Life in the RV4
In the weeks before embarking on my Journey of Fear, it became apparent to me that everybody has a different definition for the term necessities of life.
- What will you eat?
- Where will you sleep?
- How will you earn money?
- Who will you talk to when you’re lonely?
- What if a bear attacks?
These questions, including the last, are but a few of the multitude that I was asked by those nearest to me once I let others know what I was planning.
To be honest, I didn’t have an answer for most of the questions I was asked – and that was the whole point.
I left with the blind hope and belief that I would not die as I traversed the continent, packed inside my 2008 Toyota RAV4 – which, after converting to a micro-RV, I’ve renamed the RV4…get it?
And to the amazement of many, I did not die. Things have simply worked out, some needs being met in obvious ways and others in manners that were a bit more “miraculous” in nature. It’s odd – the more gnawing worries that I’ve been able to stop dwelling on, the faster my needs and desires have been met.
Now, I obviously did make some major preparations prior to embarking on this Journey of Fear. My faith wasn’t that strong yet. My greatest obstacle was to, as I mentioned, convert the RAV4 into a comfortable living quarters.
I won’t go into the process or intricacies of the transformation, as I may save that for a later post. I have, however, created the video below in order to show you the end result.
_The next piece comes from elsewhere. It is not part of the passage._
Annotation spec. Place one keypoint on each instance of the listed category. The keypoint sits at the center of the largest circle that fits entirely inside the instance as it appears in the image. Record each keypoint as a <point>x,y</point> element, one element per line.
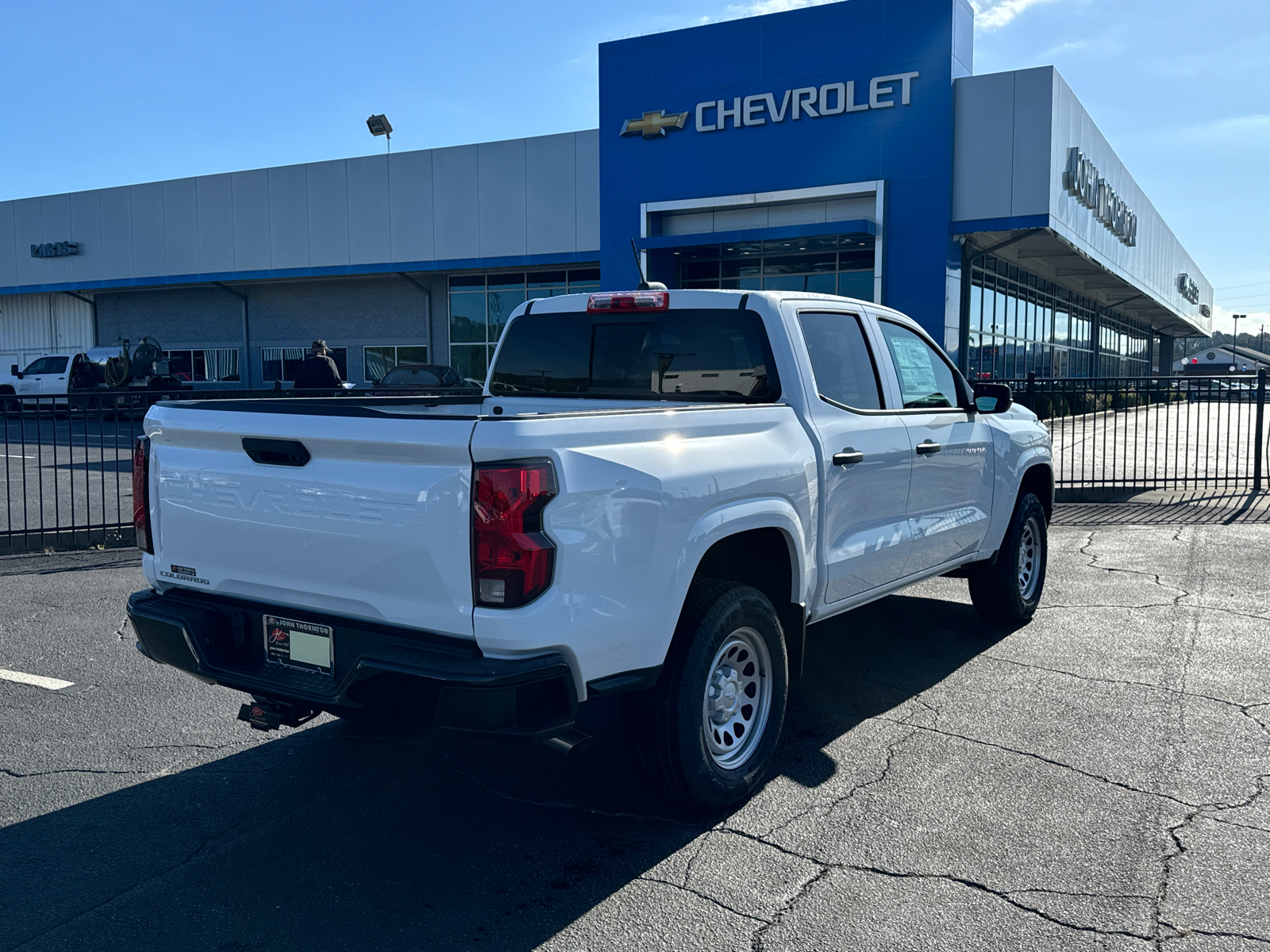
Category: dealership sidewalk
<point>1206,507</point>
A large part of this journey has been about letting go of the things that I only think that I need. And, to be honest, that list grows shorter every day.
As I mentioned in the video, it doesn’t take very long once you’re on the road to understand how much you have vs. how much you need. More on this to come at a later date.
I can honestly say that I’m comfortable when living in the RV4. I have no trouble sleeping, I’ve gotten used to (and even fond of) my simplified diet of canned veggies, tuna, and whole-grain snacks, and for entertainment I’ve learned to read and write – imagine that for a moment. At night, I’ve often parked at rest stops, put up my window treatments, and slept soundly, undisturbed each time that I’ve had to do so. I do, however, prefer camping out in national forests and campgrounds. Something about being alone in the woods forces you to look at life in a slightly different light.
Water is surprisingly easy to come by. Almost every rest stop has had an outdoor faucet to fill up my tank, and I brought a Brita® for drinking water. I usually have enough to last me about a week.
I know that some of you are wondering about my restroom needs. For that, I’ve always had either a rest stop or a shovel and a tree – I’ve yet to encounter any emergency situations. For bathing, I obviously have my miniature shower unit. It’s a bit of a squeeze, but it certainly serves its purpose successfully. Try not to picture how using it plays out, just understand that I’ve adapted to make it work.
The Bitter Truth
I do feel the need to remind you of something important: the previously mentioned “necessities” of daily life aren’t actually that at all – they’re luxuries. I meet people who rarely have running water, sleep in tents when they’re lucky, eat only when food becomes available, and who use fire as their primary source of light, energy and comfort. Yet, on average, these people make up some of the most loving individuals that I’ve met to date. If they can survive, find happiness, and thus thrive (at least according to my definition of the word), then I’ll certainly be able to do the same as I travel along on my Journey of Fear. And don’t worry, I haven’t met any bears – yet.
So in conclusion, life in the RV4 is sweet.